The Fortescue Metals Group Limited (ASX: FMG) share price has continued its strong run and is up a further 3% to $5.58 in morning trade.
This means the iron ore producer's shares have now rallied over 33% since the start of the year.
Why is the Fortescue share price on fire?
The main catalyst for this stellar gain has been a significant jump in iron ore prices this week following the Vale dam disaster in Brazil.
In response to the disaster, the mining giant intends to decommission 19 dams that are similar to the one that collapsed at the weekend, potentially leading to the loss of as much as 40 million tonnes of iron ore supply.
Supply disruption concerns meant that iron ore prices continued to rise overnight. According to Metal Bulletin, the benchmark 62% fines price lifted a further 4.9% to US$82.53 a tonne. This means it is trading at its highest level in almost two years.

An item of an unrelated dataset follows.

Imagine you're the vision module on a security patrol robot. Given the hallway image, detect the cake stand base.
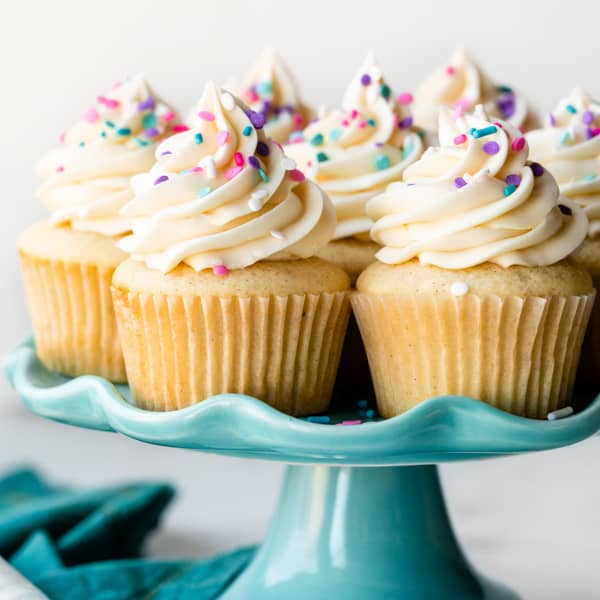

Low grade 58% fines, which Fortescue is exposed to, was the strongest performer with a 6.8% gain to US$60.44 a tonne.
Importantly, this gain has left the discount between low grade ore and the benchmark 62% fines at its narrowest level in around two years.
What else happened?
In addition to this, Fortescue released its quarterly update this morning which revealed an increase in shipments, higher realised prices, and a reduction in costs.
Fortescue's shipments increased 6% to 42.5mt, bringing the total for the first half of FY 2019 to 82.7mt.
Its average realised price increased 7% during the quarter to US$48 per dmt and its C1 cash costs fell to US$13.02/wmt. The combination of this led to strong cash flows being generated during the quarter.
Should you invest?
If iron ore prices remain around these levels and the discount holds firm or narrows, then I think Fortescue could prove to be a good investment.
I would still choose BHP Group Ltd (ASX: BHP) and Rio Tinto Limited (ASX: RIO) shares are ahead of it, but it isn't far behind them.